Hamuru yoğururken cebinden çıkardığı sigarasını yakıp içmeye başladı. Karısının doğumunu bekleyen bir adam gibi telaşlıydı. Kıvama gelen hamuru toplayıp tezgahın üzerine aldığımda iki parmağı arasında tuttuğu sigarayı bana uzattı. Az önce iki dudağı arasında olan sigara benim dudaklarımla buluştu. Tüm hücrelerime doldurduğum bu zehirli duman, benim hayatımda içtiğim tüm sigaralara bedel oldu. Sigarayı dudaklarımdan çektiğinde "Ellerini yıka ve gel," dedim. Sigarayı söndürüp ellerini yıkadığında hamuru açmayı bitirmiştim. Çekmeceden çıkardığım kurabiye kalıplarını tezgaha bıraktım.
Çam ağacı şeklindeki kalıbı alıp ilk kurabiyeyi yaptı. Yüzünde zafer gülümsemesi ile bana döndüğünde "Gördüğüm en güzel ağaç," diye mırıldandı. Onun bu mutluluğu beni de gülümsetti. "Gördüğüm en güzel adam," dedim.
Kalp şeklindeki kalıbı alıp hamura bastırdığımda "Gördüğüm en güzel kalp," dedi.
Gülümseyerek ona döndüm. "Sen bir de benim kalbimi gör."

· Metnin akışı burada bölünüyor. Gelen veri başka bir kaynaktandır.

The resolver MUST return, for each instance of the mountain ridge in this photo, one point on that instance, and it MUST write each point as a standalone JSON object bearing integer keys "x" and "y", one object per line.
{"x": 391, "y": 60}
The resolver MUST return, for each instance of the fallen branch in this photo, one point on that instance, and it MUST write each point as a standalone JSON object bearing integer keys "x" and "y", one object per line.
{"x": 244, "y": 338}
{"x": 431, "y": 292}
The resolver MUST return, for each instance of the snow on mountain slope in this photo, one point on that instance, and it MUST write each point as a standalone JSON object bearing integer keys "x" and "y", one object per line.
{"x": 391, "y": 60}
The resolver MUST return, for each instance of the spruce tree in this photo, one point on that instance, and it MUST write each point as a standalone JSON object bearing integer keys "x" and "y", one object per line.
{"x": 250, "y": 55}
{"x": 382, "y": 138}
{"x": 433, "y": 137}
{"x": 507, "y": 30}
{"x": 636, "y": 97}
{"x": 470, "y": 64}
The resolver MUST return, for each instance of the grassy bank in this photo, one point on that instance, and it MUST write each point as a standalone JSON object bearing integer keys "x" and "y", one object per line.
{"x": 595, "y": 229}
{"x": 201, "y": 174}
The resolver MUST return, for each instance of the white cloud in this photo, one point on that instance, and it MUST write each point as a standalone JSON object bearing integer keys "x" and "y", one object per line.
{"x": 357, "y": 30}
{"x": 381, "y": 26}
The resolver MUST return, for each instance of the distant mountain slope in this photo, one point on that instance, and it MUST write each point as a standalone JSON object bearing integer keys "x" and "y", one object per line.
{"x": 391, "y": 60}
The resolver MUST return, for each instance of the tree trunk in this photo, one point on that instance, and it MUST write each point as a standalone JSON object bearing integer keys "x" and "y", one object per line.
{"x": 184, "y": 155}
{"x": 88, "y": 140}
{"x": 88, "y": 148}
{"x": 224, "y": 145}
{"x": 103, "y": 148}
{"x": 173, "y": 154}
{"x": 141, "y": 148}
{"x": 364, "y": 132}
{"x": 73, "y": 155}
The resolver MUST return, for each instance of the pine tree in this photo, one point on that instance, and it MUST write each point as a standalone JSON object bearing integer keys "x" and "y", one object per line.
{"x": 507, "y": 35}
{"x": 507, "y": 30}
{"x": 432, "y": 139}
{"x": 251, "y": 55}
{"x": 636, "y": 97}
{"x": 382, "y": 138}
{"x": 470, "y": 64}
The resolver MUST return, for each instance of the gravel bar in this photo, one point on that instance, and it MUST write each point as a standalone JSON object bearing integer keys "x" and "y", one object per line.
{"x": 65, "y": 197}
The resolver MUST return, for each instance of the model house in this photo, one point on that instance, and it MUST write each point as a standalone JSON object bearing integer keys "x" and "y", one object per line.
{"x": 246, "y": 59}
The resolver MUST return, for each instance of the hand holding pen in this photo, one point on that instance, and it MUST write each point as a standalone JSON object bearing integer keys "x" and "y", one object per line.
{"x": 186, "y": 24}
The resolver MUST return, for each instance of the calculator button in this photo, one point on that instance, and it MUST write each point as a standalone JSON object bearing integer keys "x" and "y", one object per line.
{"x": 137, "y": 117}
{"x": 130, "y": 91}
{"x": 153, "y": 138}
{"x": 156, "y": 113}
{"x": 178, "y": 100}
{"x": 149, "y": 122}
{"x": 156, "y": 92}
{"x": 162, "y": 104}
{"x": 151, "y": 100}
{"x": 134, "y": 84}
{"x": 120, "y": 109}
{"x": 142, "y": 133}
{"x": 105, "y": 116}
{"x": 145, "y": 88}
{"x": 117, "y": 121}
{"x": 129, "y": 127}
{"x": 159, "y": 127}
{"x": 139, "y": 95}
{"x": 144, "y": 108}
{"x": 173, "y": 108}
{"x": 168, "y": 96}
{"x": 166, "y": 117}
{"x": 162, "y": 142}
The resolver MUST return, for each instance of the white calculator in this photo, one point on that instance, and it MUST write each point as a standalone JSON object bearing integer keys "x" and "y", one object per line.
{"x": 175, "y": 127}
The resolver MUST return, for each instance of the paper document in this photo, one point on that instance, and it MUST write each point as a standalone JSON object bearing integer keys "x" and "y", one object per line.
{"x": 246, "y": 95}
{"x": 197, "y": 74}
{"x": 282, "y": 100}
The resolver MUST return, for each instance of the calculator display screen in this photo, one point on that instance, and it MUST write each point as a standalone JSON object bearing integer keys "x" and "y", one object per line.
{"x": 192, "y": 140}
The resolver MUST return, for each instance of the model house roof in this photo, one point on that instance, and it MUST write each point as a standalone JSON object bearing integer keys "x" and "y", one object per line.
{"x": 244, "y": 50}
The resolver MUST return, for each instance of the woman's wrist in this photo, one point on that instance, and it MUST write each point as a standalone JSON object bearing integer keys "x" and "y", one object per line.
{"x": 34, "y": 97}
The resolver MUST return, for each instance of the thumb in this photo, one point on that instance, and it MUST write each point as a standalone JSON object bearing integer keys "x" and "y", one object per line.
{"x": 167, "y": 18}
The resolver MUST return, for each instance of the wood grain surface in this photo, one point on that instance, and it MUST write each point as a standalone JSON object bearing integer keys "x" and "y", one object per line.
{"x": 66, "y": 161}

Eline aldığı yıldız kalıbını hamura bastırıp geri çektiğinde "Bak bu da en güzel ağacın üzerine yakışacak olan en güzel yıldız," dedi. Benden daha çok bu sefer kendi kendine konuşur gibiydi. Gülümseyerek yaptıklarımızı tepsiye dizdim. Onun ağaç kurabiyesinin tepesine yaptığı yıldızı koyarken. "Benim gökyüzümdeki en güzel yıldız, sensin. Ve o yıldızın bir gün kayıp gitmesinden çok korkuyorum," diye fısıldadım. Gözlerine bakamadım. Umutsuzluğuma umutsuzluk katsın istemedim. Ne göreceğimi bilemeden, ne göreceğimin bilinciyle tepsiyi alarak ondan uzaklaştım. Tepsiyi fırına yerleştirip döndüğümde kalçasını tezgaha yaslamış, kollarını göğsünde birleştirmiş beni izliyordu. "Gördüğüm en güzel kadın," dedi. "Ve o kadın, her bir zerresi seninle dolu olduğu için bu kadar güzel," diyerek ona yaklaştım. Kollarımı beline sarıp başımı göğsüne bıraktım. Kulağımı kalbinin üzerine getirerek "Duyduğum en güzel ritim," diye kendi kendime mırıldandım.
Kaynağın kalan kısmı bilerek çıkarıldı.